The studies included here indicate that SSRI treatment specifically may decrease levels of IL-1β, IL-6, and possibly TNFα, although these results must be interpreted with caution because of the low number of studies that used SSRIs only. On the other hand, it appears that the SNRIs venlafaxine and duloxetine are associated with an increase in levels of, respectively, TNFα (Piletz et al, 2009) and IL-6 (Fornaro et al, 2011). This difference between SSRIs and SNRIs is consistent with the known pro-inflammatory effects of norepinephrine on innate immune cells (Thayer and Sternberg, 2010).

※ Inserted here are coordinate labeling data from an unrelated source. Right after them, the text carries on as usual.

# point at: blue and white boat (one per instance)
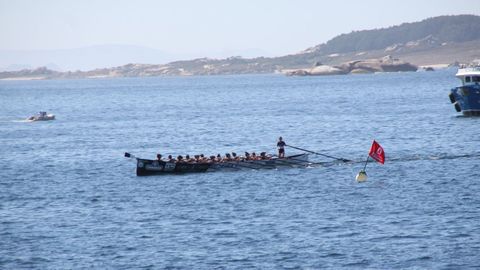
(466, 98)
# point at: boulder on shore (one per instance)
(384, 64)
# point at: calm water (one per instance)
(68, 198)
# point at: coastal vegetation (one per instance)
(443, 40)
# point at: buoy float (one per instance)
(361, 176)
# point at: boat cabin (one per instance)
(469, 76)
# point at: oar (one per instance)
(306, 162)
(320, 154)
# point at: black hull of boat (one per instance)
(147, 167)
(153, 167)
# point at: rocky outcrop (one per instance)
(385, 64)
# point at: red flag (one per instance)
(377, 153)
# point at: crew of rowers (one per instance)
(203, 159)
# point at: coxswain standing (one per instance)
(281, 147)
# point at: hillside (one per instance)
(438, 40)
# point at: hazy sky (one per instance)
(274, 27)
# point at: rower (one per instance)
(281, 147)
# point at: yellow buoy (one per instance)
(361, 176)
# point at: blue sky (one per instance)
(205, 27)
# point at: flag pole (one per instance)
(362, 175)
(365, 166)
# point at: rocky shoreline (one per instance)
(384, 64)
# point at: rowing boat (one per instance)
(153, 167)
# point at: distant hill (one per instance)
(85, 58)
(443, 29)
(439, 40)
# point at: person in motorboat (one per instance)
(281, 147)
(188, 159)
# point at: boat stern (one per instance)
(466, 99)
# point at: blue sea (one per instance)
(70, 200)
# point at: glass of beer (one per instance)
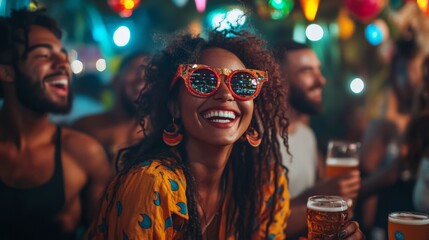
(408, 226)
(342, 157)
(326, 216)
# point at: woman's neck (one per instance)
(207, 164)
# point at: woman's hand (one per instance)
(351, 232)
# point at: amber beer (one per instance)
(408, 226)
(338, 166)
(326, 217)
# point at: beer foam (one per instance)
(326, 207)
(344, 162)
(409, 218)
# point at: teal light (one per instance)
(280, 8)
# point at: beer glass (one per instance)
(326, 216)
(408, 226)
(342, 157)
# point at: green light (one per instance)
(280, 8)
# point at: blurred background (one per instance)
(353, 38)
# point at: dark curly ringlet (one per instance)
(250, 166)
(14, 32)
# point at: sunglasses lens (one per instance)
(203, 81)
(244, 84)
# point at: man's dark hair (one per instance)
(14, 31)
(20, 22)
(280, 49)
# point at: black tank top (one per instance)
(28, 213)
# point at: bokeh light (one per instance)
(76, 66)
(314, 32)
(357, 85)
(100, 65)
(345, 24)
(310, 8)
(373, 34)
(122, 36)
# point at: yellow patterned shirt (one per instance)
(150, 203)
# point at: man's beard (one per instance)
(129, 106)
(31, 95)
(301, 103)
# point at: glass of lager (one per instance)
(408, 226)
(342, 157)
(326, 217)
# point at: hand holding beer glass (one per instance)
(326, 216)
(342, 157)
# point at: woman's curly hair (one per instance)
(250, 166)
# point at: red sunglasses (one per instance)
(203, 81)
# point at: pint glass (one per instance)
(342, 157)
(326, 217)
(408, 226)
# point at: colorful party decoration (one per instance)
(200, 5)
(373, 34)
(274, 9)
(382, 25)
(364, 10)
(180, 3)
(424, 6)
(346, 25)
(124, 7)
(310, 8)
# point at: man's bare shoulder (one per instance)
(91, 122)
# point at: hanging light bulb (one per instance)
(201, 5)
(424, 6)
(310, 8)
(180, 3)
(346, 25)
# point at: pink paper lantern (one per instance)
(364, 10)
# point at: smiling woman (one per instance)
(210, 165)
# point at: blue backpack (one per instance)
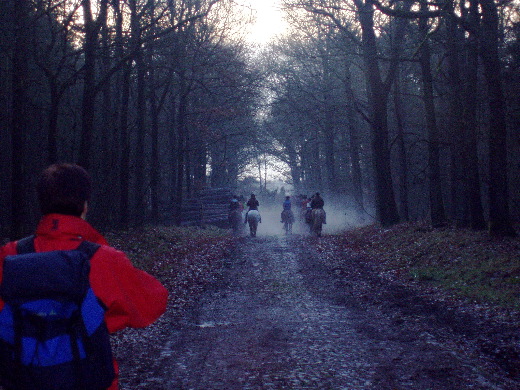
(53, 334)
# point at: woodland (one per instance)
(400, 110)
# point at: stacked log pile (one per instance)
(209, 208)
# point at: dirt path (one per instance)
(279, 319)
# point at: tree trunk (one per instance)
(89, 95)
(20, 115)
(499, 219)
(402, 155)
(377, 96)
(437, 214)
(124, 142)
(353, 130)
(181, 149)
(140, 160)
(476, 210)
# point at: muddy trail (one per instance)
(278, 318)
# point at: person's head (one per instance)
(64, 189)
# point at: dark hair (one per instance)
(64, 189)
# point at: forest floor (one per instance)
(371, 308)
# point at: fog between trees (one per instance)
(405, 108)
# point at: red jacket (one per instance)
(133, 298)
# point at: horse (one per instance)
(235, 220)
(317, 219)
(287, 220)
(253, 217)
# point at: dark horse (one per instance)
(287, 220)
(317, 219)
(235, 220)
(253, 217)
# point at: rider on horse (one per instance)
(253, 204)
(317, 202)
(287, 212)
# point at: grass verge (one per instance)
(468, 263)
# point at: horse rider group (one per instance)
(307, 203)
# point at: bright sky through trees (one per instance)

It is important to point out several limitations of this meta-analysis. There was large heterogeneity between studies that measured levels of TNFα and IL-6, and there was significant evidence for publication bias for TNFα studies. It is possible that different pharmacological treatments for depression affect cytokine levels differently as suggested by the stratified subgroup analysis; however, the large degree of heterogeneity remains and the sources of this heterogeneity are not clear. We do not believe assay differences were responsible for the heterogeneity because most studies used ELISA to measure cytokine levels. Similarly, the baseline depression severity of the subjects included in the studies was very similar and therefore an unlikely source of heterogeneity. This meta-analysis was performed with study-level data. Future meta-analyses of patient-level data may clarify some of these questions, which in turn can answer some critical questions about the association between MDD, antidepressant treatment, and cytokine levels.

In summary, this meta-analysis showed that, overall, there was no effect of pharmacological antidepressant treatment on serum levels of TNFα, while there was an effect on IL-1β levels and possibly on IL-6 levels. Stratified analysis suggests a possible effect of SSRIs on levels of IL-6 and TNFα. Finally, the data analyzed here are not consistent with the notion that the state of depression ‘causes’ elevated levels of inflammatory cytokines, because levels do not decrease even when patients show improvement in symptoms.